- “Stop generalizing!”
- “Some, not all!”
- “[Insert one person who proves the rule here] is [Insert rule that said person is meant to break], so what your saying is false!”
If there are any other phrases that you heard, let me know, I’d love to add them.
These phrases are usually meant as counterarguments to opinions that people give; most likely you’ve heard them used as deterrents to prove that a fact is wrong based on a way that someone feels, or because one person proves that rule “wrong.”
The ironic thing about this is the fact that accusing someone of generalizing when facts are given by giving an example where one person disproves the rule is exactly the reason why that rule is true. Saying “I have black friends, so I can’t be racist” will NEVER excuse the alt-right’s existence.

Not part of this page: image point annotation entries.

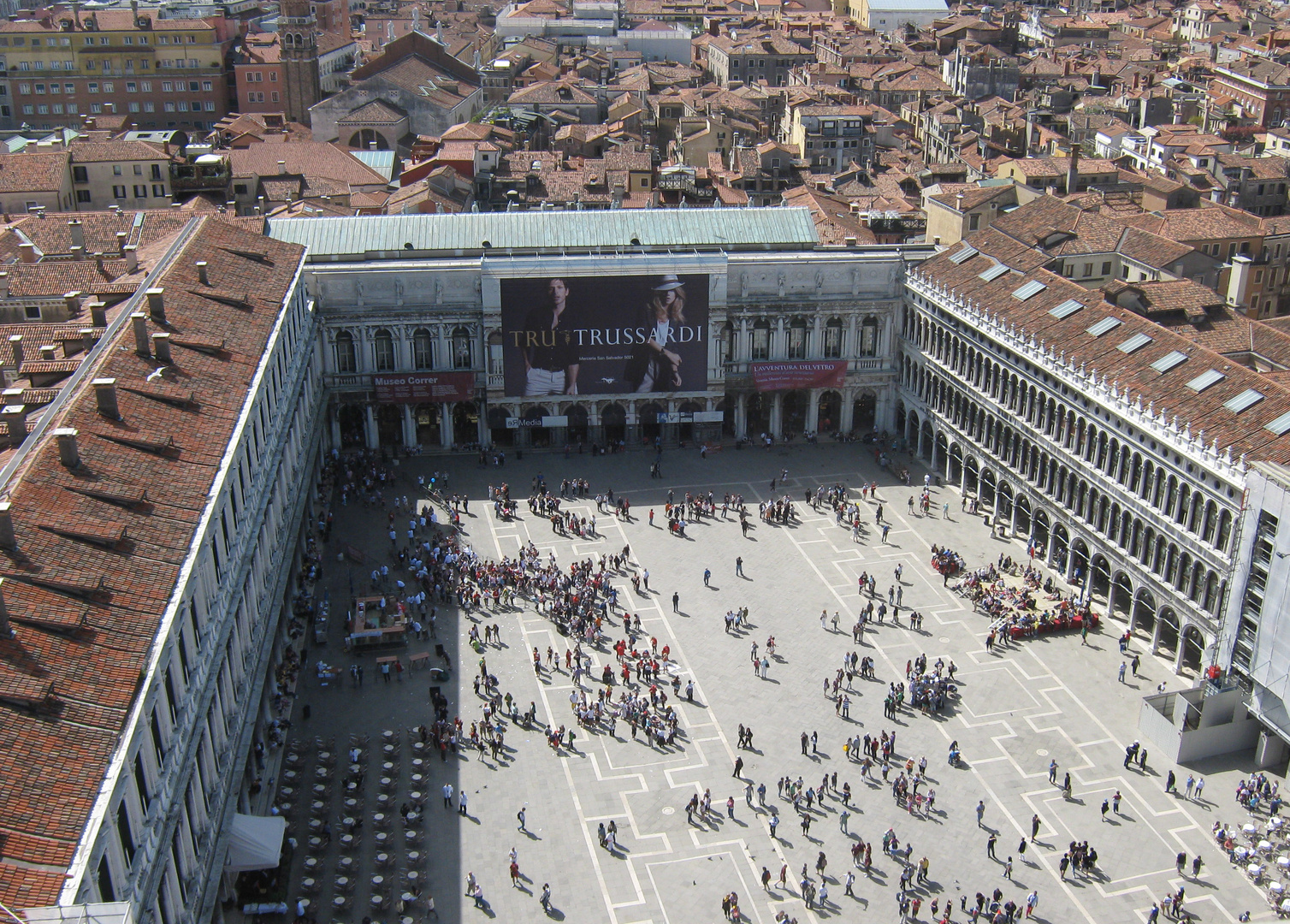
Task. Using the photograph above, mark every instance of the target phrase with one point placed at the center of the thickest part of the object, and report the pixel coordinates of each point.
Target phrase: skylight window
(1168, 362)
(995, 273)
(1134, 343)
(1104, 325)
(1205, 380)
(1246, 399)
(1066, 309)
(1280, 426)
(1030, 291)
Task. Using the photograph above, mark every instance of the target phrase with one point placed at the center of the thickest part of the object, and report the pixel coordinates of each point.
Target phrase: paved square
(1021, 708)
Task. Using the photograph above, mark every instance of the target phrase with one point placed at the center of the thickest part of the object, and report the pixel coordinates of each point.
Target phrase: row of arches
(1084, 441)
(385, 352)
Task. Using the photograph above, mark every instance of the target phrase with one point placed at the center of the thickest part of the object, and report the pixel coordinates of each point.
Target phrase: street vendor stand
(370, 626)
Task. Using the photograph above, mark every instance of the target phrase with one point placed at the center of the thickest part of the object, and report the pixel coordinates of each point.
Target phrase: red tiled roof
(80, 684)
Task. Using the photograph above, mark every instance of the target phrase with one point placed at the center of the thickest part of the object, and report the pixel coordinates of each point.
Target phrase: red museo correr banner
(424, 386)
(828, 373)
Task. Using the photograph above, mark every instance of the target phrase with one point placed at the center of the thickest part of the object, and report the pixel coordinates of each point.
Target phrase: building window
(422, 350)
(383, 350)
(833, 338)
(797, 338)
(868, 337)
(760, 347)
(346, 357)
(464, 355)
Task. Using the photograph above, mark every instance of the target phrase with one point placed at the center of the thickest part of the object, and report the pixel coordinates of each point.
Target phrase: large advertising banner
(423, 386)
(789, 376)
(606, 335)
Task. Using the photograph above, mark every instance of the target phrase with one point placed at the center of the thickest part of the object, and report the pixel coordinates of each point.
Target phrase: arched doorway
(390, 425)
(865, 413)
(1023, 515)
(500, 434)
(970, 472)
(1193, 650)
(757, 414)
(650, 428)
(429, 429)
(577, 430)
(1143, 613)
(1061, 546)
(532, 422)
(830, 412)
(987, 488)
(613, 421)
(792, 416)
(1080, 559)
(687, 428)
(352, 426)
(1169, 631)
(1120, 606)
(1040, 535)
(1099, 581)
(726, 408)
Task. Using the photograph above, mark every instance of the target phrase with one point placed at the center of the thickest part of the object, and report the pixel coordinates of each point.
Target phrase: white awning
(254, 843)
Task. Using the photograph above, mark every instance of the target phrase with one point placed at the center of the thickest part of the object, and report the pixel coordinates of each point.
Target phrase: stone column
(370, 428)
(446, 425)
(409, 426)
(847, 418)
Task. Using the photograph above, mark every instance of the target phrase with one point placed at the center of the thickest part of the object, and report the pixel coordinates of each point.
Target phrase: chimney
(68, 453)
(141, 333)
(1236, 281)
(5, 629)
(162, 347)
(157, 305)
(7, 537)
(104, 393)
(15, 418)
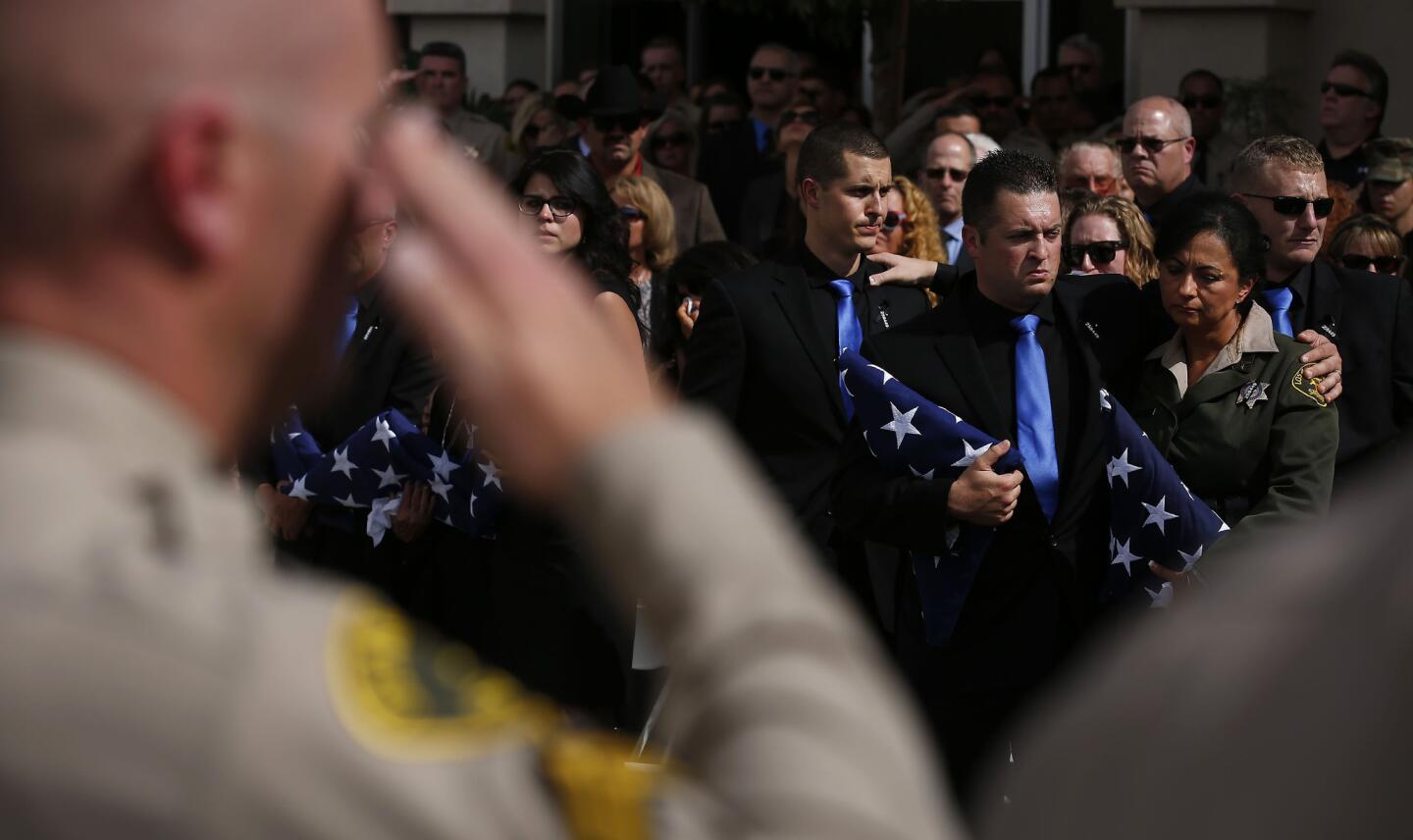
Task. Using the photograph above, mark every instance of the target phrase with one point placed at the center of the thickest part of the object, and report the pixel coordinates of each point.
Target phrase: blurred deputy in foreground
(163, 279)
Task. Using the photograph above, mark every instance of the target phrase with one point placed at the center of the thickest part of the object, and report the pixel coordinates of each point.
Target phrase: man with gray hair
(1368, 316)
(1158, 149)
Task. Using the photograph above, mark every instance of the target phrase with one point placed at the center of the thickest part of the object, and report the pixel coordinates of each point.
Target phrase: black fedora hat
(615, 92)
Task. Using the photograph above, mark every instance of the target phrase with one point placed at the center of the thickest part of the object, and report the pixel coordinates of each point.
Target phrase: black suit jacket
(764, 352)
(1039, 582)
(1371, 318)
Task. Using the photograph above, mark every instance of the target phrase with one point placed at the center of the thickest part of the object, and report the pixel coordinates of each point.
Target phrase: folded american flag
(366, 473)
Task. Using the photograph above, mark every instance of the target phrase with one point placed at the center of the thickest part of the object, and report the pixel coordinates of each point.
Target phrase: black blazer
(1371, 318)
(1039, 580)
(764, 352)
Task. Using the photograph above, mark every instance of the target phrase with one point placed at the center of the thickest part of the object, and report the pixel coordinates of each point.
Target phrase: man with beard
(613, 136)
(379, 368)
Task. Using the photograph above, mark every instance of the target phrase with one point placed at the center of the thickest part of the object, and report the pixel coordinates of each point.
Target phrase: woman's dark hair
(1223, 217)
(602, 247)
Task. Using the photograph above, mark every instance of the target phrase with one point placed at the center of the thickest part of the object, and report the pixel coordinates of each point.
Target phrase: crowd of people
(1023, 263)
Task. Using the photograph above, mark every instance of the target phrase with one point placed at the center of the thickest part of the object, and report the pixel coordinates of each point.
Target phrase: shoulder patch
(1306, 385)
(406, 693)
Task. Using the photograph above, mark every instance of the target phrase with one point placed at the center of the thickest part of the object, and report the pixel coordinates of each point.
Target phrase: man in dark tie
(1368, 316)
(1021, 359)
(764, 348)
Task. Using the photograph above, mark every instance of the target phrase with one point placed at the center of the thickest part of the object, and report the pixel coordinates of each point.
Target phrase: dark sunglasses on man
(1204, 102)
(623, 124)
(559, 205)
(774, 73)
(1150, 144)
(1101, 253)
(1371, 263)
(807, 116)
(1341, 90)
(1293, 205)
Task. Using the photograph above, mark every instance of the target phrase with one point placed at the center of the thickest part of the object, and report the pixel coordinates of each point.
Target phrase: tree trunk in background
(889, 27)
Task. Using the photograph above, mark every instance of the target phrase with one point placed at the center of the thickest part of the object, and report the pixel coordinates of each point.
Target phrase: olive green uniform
(1252, 438)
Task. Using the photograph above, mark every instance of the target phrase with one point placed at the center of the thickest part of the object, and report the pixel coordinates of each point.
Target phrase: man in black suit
(381, 368)
(1036, 586)
(1368, 316)
(766, 343)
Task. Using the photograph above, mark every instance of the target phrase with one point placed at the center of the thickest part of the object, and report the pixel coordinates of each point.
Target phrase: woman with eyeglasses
(1368, 243)
(652, 243)
(1227, 399)
(1108, 235)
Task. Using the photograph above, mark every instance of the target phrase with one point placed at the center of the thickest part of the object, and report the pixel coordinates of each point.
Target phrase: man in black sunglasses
(1368, 316)
(1352, 99)
(613, 133)
(1204, 96)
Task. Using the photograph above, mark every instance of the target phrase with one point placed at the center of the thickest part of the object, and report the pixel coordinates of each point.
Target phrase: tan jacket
(157, 677)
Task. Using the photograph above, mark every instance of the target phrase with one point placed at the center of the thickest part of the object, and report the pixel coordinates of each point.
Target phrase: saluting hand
(981, 496)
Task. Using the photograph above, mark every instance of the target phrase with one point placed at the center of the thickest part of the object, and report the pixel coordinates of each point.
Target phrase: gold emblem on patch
(406, 693)
(1309, 387)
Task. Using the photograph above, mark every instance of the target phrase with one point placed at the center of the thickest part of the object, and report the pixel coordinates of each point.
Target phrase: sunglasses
(1150, 144)
(663, 140)
(1100, 253)
(1293, 205)
(936, 173)
(983, 102)
(776, 74)
(892, 221)
(810, 118)
(1207, 102)
(1367, 263)
(625, 124)
(561, 207)
(1342, 89)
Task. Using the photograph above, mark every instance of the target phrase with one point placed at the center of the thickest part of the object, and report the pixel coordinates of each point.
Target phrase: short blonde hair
(1139, 262)
(658, 222)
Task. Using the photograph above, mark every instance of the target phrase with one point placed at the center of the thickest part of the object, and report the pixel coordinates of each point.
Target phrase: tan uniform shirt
(157, 677)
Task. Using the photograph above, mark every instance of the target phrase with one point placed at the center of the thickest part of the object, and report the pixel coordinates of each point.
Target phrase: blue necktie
(347, 327)
(851, 336)
(1278, 300)
(1033, 416)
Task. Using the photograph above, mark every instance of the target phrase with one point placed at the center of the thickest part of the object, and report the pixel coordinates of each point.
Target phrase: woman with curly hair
(1108, 235)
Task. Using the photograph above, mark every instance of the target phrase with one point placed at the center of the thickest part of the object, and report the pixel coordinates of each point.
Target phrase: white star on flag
(886, 375)
(443, 465)
(1120, 468)
(382, 432)
(901, 425)
(1158, 515)
(342, 464)
(971, 454)
(1125, 556)
(298, 491)
(388, 477)
(492, 474)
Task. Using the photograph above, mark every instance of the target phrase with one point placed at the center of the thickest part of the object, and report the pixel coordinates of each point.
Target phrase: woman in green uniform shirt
(1227, 400)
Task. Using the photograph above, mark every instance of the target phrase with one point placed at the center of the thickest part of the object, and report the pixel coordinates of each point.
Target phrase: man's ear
(195, 179)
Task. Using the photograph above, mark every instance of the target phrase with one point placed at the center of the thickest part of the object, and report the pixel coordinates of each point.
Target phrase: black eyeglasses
(1367, 263)
(1206, 102)
(892, 221)
(983, 102)
(626, 124)
(1100, 252)
(1150, 144)
(680, 138)
(936, 173)
(774, 73)
(810, 118)
(561, 207)
(1293, 205)
(1344, 89)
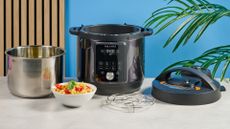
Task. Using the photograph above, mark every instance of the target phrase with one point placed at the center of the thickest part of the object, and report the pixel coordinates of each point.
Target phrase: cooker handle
(211, 83)
(75, 30)
(147, 31)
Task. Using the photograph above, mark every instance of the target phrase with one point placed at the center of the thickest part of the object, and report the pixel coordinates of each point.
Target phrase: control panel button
(109, 76)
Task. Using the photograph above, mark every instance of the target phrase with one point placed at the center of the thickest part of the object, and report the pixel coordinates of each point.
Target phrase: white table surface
(46, 113)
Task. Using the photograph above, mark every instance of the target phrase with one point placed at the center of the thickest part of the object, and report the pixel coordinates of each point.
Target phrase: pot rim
(28, 46)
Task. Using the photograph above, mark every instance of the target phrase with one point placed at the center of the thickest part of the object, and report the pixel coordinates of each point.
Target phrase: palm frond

Stating that anyone can make it as a stripper because one became famous does not offset (see what I did there?) the fact that many will not make it out of their hometown.
Being unrealistic about how the world works leads to magical thinking, which in turn leads to perpetual frustration in how the world works.
Always understand that nothing is truly a hundred percent. An opinion or rule will never hold true for everyone in that demographic. To think that it does – or doesn’t – is foolhardy.
With this knowledge, understanding implied facts and where they apply will help to make conversations between people from different backgrounds easier to understand. In an era of information, it makes no sense to not understand that there are people who haven’t had the same experiences as you.